The other thing that I treasured most since before and still going on is what I called “my personal worship experience.” I had stopped doing quiet time or daily devotion as is so often taught to new believers. I called my time with God more than just a devotional time or a quiet time where I read the bible and pray. I called my time with the Lord as a “personal worship experience” – (1) I spent a personal time of worship with songs but songs that I sing are not random but with a specific focus. (2) If you are sensitive to God, and truly worshipping Him, you would probably have entered into a realm of petitioning, intercession and warfare, or communion and hearing from God. (3) Few things would almost always resolve into at this stage: (a) Prayer concerns, heart intercession & warfare, (b) Quieting down to hear from God for direction, (c) Enter into bible reading & meditation OR, (d) Self-reflection e.g. repentance, dealings of God on personal conflicts, unresolved issues, personal renewal.

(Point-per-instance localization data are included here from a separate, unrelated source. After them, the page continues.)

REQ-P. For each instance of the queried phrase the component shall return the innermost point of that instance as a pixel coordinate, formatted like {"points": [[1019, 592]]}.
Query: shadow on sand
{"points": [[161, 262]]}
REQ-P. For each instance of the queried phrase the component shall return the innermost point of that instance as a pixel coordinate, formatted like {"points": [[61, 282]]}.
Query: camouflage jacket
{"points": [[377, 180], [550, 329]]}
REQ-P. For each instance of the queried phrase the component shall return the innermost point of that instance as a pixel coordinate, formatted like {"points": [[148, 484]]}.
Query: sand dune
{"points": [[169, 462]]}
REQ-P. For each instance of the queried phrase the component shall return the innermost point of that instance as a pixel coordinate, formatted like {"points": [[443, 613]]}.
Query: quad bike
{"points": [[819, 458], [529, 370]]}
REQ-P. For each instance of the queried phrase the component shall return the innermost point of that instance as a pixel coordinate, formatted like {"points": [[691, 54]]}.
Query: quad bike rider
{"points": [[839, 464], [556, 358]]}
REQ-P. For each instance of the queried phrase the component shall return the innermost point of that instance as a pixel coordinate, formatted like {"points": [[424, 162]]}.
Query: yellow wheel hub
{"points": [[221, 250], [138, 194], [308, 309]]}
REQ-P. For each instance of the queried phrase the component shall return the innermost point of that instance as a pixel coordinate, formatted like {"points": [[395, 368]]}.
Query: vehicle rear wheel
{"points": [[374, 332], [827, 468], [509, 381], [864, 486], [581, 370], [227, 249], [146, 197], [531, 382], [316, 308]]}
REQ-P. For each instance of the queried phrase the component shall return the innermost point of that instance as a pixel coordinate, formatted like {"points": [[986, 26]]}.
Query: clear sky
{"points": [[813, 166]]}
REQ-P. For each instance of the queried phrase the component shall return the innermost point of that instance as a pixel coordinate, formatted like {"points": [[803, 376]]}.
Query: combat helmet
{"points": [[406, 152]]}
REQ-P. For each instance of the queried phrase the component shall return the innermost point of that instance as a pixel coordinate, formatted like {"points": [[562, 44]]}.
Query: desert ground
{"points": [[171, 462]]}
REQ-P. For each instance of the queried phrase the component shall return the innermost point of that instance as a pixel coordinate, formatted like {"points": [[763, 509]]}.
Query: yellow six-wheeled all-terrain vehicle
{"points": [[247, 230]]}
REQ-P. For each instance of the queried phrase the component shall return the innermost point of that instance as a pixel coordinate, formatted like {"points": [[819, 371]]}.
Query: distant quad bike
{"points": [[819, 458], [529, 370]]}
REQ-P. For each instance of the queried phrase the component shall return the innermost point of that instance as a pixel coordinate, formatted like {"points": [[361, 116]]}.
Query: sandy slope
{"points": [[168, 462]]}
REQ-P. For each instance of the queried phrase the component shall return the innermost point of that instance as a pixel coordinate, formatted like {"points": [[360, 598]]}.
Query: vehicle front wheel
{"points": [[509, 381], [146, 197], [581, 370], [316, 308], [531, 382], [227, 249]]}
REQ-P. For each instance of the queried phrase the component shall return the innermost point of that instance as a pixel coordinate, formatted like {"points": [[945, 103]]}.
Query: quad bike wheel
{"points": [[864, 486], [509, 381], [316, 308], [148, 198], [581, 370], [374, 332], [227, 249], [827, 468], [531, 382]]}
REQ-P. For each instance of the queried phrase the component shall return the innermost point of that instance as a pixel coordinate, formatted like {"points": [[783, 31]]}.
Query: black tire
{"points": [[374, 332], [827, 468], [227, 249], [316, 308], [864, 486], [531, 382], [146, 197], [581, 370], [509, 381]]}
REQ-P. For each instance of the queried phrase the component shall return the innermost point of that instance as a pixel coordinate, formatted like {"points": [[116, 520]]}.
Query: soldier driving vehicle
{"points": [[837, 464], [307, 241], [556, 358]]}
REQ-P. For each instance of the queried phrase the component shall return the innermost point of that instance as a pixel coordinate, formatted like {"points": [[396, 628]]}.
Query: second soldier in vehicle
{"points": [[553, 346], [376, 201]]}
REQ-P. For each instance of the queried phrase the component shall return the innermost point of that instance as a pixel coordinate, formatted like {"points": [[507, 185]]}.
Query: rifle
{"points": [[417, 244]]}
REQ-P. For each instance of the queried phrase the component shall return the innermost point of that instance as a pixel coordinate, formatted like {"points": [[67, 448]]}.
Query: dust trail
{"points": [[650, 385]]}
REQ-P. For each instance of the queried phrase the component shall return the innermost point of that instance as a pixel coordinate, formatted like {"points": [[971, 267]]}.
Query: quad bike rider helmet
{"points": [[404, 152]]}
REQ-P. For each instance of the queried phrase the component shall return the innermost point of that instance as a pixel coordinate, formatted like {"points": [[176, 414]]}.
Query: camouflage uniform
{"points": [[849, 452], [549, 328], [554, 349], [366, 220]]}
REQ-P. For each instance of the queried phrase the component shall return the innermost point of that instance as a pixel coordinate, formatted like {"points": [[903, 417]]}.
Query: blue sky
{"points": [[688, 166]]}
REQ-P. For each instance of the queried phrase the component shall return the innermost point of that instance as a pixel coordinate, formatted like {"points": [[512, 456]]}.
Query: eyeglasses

I do not want to sound spiritual but these two spiritual exercises kept me going for God today; to love God with my mind and to consistently have a personal worship experiences with Him on a daily basis. I find these combination works very well in my spiritual walk with the Lord – loving Him with my mind and my heart!!
FUTURE HOPE
Since young I have always been a dreamer and an idealist. I have dream many dreams and some of it I have seen it come to past but there are still many that have remained just dreams (in fact, some are bordering on fantasies now).
Looking back at my life and ministry for the past 26 years I have enjoyed pastoring; caring for people, and attending to the flock have all been rich experiences. As a person I have also grown both mentally, relationally, and spiritually. At the time of writing my spiritual journey I felt being stirred once again by a deep passion that has been residing in my heart and spirit for a long time now. I have often in my prayer time with the Lord spoke about the time of release and a time of new beginning in a new direction for me.
I have constantly placed before me this vision of seeing many young people who are seeking for truth, who are seeking for an answer to their confusion, and who are lost coming to a safe place where they can engage and dialogue and in the process help them find their way to God. The safe place is a place where they feel the freedom to explore without afraid of being misunderstood, a place where they can engage with philosophical issues bothering them without being called queer, and a place where the “outcast” of society and the church can call a home where there is love and healing. I would love to build a sanctuary – a safe haven – for the many young people who are lost; the many who could not distinguished their right hand from their left.
That’s my dream, that’s what I am praying that God would take me to the next level and I would love to be able to impart into lives the word of God and to see transformation taking place right before my eyes. I often prayed that God would allow me to take this journey for the rest of my life.
Well – it’s still a deep desire and a dream that is placed securely within my heart. I believe that as I walk faithfully with Him, as I choose to walk closely with Him that He will continue to direct me and show me His perfect plan for me.